The Impact Of Traveling On Human Hydration Rates


This assignment focuses on the amount of water that I drank while on my trip. I have collected statistical data about how many ounces of water I consumed over five days. In a previously completed paper, I relied on descriptive statistics to manipulate this data. I found the mean, mode, median, variance, and standard deviation. These values helped me understand the data and summarize the essential features of the selected dataset. However, one should admit that descriptive statistics are not sufficient for uncovering the complete meaning of what these water amounts imply. This statement denotes that it is necessary to develop a specific research question that will allow for formulating the null and alternative hypotheses. The latter will then be used to guide research and find any reasonable conclusions regarding a specific topic. Thus, the present assignment attempts to answer the following question: Does traveling affect people’s hydration rates? This request can generate the null and alternative hypotheses that are presented below.

Null and Alternative Hypotheses

Research typically determines whether and how various processes, interventions, or phenomena have any impact. In particular, this project focuses on whether traveling affects people’s behavior in terms of how much water they consume. A null hypothesis is then formulated to predict a possible answer to the articulated question. One should admit that null hypotheses are always statements that an intervention, process, or phenomenon does not have any effect on the population. For this assignment, a null hypothesis is as follows:

H0 – Traveling does not affect the amount of water that people consume and, therefore, does not impact people’s hydration levels.

However, there is no doubt that all research activities are taken because some effects and outcomes are expected. Scientists and researchers typically hope to receive specific results, and an alternative hypothesis is used to present these expectations. In many cases, an alternative hypothesis is the same as a leading research hypothesis that a particular project tests. The current assignment relies on the following null hypothesis:

HA – Traveling affects the amount of water that people consume, which leads to either lower or higher hydration rates.

Hypotheses Discussion

It is reasonable to emphasize that the hypotheses above were selected because they are appropriate for the collected data and, therefore, the research topic. Once it is determined what issue or phenomenon a project investigates, it is necessary to articulate statements that will present mutually excluding outcomes. This information demonstrates that when one hypothesis is proved, the other one is automatically considered false. In particular, if researchers fail to prove that traveling leads to either lower or higher hydration rates, they can claim that the null hypothesis above is defended. In this case, it is not possible to make any inferences from the research about the population.

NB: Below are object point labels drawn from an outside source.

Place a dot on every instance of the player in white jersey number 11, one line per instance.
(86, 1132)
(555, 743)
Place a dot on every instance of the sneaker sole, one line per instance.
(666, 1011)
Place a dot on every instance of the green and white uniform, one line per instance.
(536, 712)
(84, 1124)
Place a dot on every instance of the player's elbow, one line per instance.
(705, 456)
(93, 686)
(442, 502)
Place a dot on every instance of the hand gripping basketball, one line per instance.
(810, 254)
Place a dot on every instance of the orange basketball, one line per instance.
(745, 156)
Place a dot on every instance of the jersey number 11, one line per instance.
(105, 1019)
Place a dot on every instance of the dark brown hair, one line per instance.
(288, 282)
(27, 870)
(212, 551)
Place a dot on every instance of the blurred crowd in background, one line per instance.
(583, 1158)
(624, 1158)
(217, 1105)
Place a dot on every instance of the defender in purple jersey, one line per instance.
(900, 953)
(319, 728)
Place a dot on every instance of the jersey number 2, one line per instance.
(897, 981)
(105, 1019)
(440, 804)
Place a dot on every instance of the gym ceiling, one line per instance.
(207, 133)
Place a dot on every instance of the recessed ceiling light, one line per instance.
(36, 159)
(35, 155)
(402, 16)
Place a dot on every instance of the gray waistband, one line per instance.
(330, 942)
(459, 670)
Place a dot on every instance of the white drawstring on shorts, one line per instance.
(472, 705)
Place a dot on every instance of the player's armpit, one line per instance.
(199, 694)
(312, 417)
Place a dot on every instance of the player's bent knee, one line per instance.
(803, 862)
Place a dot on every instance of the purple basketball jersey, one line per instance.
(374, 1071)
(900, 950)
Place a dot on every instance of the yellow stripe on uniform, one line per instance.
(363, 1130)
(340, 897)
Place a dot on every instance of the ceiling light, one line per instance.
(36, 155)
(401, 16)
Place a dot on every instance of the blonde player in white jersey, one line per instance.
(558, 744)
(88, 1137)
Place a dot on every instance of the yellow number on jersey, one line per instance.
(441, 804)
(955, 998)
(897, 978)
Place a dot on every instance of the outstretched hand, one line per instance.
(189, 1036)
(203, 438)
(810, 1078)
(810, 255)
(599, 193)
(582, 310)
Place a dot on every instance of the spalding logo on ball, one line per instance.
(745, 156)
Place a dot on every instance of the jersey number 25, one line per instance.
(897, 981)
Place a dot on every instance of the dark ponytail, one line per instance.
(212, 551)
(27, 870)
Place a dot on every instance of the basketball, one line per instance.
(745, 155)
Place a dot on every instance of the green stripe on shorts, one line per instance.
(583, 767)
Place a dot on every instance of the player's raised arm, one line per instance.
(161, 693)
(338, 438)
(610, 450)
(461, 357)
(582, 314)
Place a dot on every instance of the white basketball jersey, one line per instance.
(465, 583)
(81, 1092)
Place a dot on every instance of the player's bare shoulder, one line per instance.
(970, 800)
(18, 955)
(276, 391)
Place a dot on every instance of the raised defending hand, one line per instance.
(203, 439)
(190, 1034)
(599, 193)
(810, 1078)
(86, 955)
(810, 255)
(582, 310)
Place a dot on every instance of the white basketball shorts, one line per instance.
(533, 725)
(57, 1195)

It is challenging to overestimate the significance of a null hypothesis in research. It should be included in every research because it presents a possible outcome of the entire project. Thus, this statement is an essential formality that cannot be eliminated from projects. However, one should additionally explain that the null hypothesis concept is associated with the p and values. Aczel et al. (2018) stipulate that “one is entitled to reject the null hypothesis whenever the p-value is smaller than or equal to a predefined threshold (typically set at.05)” (p. 357). This approach is also known as Null Hypothesis Significance Testing (NHST). Sedgwick et al. (2022) clarify that the p-value refers to the statistical significance that is called a gold standard for determining whether an intervention under analysis can be considered effective. These two values are associated with inferential statistics that are necessary for making significant conclusions about the interventions and phenomena under investigation.

However, the information above leads to a particular issue that deserves attention. According to Aczel et al. (2018), if the p-value is higher than a (typically.05), it is impossible to reject the null hypothesis. This statement further leads to the conclusion that a selected intervention does not affect the population. However, this approach is overly categorical, and various researchers acknowledge this issue. Sedgwick et al. (2022) indicate that reliance on the NHST can result in false claims about the ineffectiveness of specific interventions. This problem occurs when researchers fail to prove that the obtained results meet the predetermined threshold. As a consequence, these authors are forced to claim that an intervention or process does not impact the population. One should highlight that the real state of affairs can be different because Aczel et al. (2018) analyzed 137 studies with nonsignificant results and found that fewer than 5% of these articles had sufficient evidence to reject their null hypotheses. That is why researchers should be careful with interpreting the results concerning the null hypothesis.


According to the collected data, this assignment has articulated the null and alternative hypotheses. These statements are essential since they reveal what outcomes can be obtained while analyzing the data further. Even though the null hypothesis concept is important, various scientists indicate that its use can lead to false conclusions regarding the interpretation of findings. Thus, researchers should carefully approach data analysis to make reasonable and valuable conclusions.


Aczel, B., Palfi, B., Szollosi, A., Kovacs, M., Szaszi, B., Szecsi, P., Zrubka, M., Gronau, Q. F., van den Bergh, D., & Wagenmakers, E. J. (2018). Quantifying support for the null hypothesis in psychology: An empirical investigation. Advances in Methods and Practices in Psychological Science, 1(3), 357-366.

Sedgwick, P. M., Hammer, A., Kesmodel, U. S., & Pedersen, L. H. (2022). Current controversies: Null hypothesis significance testing. Acta Obstetricia et Gynecologica Scandinavica, 101(6), 624-627.